Eran muy jóvenes, así lo evidenciaban los mentones lampiños, pero sus manos callosas por las muchas labores realizadas en el campo ya sabían alzar hachas y espadas, incluso en más de una ocasión los muchachos se habían visto impelidos a armarse con azadas o improvisar garrotes con cualquier leño tronzado por la tormenta. Ya fuese con hierro forjado o con madera desbastada eran capaces de apañárselas juntando saña y astucia en un cuerpo a cuerpo. Sin embargo, esta era la primera vez que disfrutaban de un arma tan valiosa. Aquellos arcos, de línea fina y a la vez sólida, habían sido recientemente capturados en una expedición.

No era fácil construir ni manejar un arma así. Por eso, y de manera excepcional, el jarl, reconocido y respetado como avezado guerrero, se había avenido a acompañarlos esa mañana al campo para darles unos cuantos consejos. No había sido una idea enteramente suya, sino que había sido Hervör, su nieta, quien había sugerido el futuro provecho de aquella guía.
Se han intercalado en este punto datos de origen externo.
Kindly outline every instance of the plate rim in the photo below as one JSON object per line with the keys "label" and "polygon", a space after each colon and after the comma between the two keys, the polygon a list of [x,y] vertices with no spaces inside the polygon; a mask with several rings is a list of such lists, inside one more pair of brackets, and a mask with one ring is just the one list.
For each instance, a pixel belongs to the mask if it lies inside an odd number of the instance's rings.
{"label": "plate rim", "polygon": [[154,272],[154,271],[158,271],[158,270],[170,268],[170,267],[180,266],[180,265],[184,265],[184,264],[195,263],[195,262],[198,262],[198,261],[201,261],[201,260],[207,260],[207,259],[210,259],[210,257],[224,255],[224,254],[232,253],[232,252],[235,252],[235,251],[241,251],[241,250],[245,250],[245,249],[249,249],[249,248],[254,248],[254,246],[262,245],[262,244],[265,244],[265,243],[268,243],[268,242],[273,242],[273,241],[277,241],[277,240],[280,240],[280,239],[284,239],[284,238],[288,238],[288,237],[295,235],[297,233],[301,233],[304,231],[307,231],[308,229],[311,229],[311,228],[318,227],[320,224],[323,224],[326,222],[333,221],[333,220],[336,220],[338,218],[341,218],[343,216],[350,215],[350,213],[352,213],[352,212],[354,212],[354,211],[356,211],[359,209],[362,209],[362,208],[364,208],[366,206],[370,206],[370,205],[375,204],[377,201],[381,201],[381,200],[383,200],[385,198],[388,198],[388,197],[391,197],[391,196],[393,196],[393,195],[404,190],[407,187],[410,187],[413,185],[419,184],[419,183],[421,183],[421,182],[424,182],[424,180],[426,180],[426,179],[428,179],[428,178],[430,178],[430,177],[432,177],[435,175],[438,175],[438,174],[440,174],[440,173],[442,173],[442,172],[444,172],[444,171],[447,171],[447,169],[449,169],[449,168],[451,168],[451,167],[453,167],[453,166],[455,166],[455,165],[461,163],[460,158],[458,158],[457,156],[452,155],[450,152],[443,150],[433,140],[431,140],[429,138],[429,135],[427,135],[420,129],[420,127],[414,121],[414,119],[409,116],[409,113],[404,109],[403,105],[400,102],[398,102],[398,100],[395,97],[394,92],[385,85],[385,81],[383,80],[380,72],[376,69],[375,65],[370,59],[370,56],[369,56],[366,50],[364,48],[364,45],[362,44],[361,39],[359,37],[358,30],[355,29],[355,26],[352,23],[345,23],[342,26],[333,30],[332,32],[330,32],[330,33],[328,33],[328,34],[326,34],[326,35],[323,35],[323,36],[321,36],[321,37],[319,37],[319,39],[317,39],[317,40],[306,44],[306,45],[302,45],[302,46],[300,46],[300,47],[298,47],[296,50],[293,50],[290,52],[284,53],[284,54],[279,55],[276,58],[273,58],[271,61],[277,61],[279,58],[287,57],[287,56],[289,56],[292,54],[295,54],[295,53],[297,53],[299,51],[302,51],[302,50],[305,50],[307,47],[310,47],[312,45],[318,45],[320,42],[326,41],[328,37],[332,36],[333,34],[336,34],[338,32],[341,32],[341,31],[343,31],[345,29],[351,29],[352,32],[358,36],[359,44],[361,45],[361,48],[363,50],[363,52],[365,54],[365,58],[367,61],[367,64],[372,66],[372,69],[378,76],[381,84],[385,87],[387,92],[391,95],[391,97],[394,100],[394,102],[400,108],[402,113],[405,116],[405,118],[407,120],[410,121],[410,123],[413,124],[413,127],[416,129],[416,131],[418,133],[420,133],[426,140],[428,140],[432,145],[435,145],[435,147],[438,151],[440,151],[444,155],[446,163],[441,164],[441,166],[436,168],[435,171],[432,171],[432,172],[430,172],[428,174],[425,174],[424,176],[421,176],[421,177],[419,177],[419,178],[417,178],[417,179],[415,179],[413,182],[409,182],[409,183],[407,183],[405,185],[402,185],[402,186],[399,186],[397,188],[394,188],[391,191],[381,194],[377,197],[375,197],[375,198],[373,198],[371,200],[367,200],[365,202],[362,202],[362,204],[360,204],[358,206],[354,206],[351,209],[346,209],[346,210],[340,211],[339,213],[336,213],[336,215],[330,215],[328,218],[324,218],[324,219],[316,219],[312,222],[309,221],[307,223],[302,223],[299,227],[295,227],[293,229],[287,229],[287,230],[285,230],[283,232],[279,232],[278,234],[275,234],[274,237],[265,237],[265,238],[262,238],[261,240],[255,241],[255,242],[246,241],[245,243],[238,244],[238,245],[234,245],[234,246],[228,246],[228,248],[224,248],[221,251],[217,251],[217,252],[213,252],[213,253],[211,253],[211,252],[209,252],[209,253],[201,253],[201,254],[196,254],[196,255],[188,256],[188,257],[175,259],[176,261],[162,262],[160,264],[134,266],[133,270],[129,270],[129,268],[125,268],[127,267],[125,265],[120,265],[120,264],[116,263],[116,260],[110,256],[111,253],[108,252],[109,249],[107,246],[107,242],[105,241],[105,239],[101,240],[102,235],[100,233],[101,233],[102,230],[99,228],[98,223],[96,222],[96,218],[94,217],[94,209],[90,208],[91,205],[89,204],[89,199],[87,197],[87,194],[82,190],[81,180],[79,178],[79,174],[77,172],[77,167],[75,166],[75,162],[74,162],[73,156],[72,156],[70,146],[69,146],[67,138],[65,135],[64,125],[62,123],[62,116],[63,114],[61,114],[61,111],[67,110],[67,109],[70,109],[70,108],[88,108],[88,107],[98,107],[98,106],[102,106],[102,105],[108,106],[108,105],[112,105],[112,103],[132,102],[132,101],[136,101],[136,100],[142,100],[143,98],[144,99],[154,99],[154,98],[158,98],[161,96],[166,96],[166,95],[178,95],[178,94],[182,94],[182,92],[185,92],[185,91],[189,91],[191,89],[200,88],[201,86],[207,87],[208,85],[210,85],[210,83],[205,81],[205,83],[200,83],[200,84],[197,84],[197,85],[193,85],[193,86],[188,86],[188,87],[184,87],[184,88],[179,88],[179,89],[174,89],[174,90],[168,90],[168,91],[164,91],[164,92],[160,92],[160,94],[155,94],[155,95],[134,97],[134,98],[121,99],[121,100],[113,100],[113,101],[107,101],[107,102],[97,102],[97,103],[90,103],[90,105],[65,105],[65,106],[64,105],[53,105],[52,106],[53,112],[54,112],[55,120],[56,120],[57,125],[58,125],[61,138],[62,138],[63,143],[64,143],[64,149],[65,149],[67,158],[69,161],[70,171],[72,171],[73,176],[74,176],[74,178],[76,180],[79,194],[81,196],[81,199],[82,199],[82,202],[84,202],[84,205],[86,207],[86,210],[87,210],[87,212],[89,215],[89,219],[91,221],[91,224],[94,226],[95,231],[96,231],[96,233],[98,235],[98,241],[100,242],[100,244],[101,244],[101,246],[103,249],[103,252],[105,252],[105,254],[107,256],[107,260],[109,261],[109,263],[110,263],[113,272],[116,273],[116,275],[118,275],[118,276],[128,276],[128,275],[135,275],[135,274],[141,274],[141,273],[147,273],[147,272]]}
En efecto, una vez desembarcado el botín, en la intimidad del hogar, Hervör había recorrido la sinuosa línea de aquellos arcos con sus curiosas e inquietas manos, también jóvenes y endurecidas por el trabajo, e incluso salpicadas de arañazos y alguna cicatriz. Después, a nadie sorprendió ver a la aguerrida muchacha llevándose uno de aquellos oscuros arcos al pecho, esforzándose por tensarlo bajo la mirada apreciativa de su abuelo, quien había aprovechado la ocasión para enseñarle a hacerlo, igual que le había enseñado a guiarse por las estrellas, a predecir el tiempo por el color y la forma de las nubes, a nombrar los vientos y saber si eran amigos o enemigos, a distinguir los excrementos de los animales y deducir por su humedad si estos habían pasado hacía mucho o poco, a ejercitarse con la espada y a sostener el escudo; en fin, todas las artes y las mañas que él conocía.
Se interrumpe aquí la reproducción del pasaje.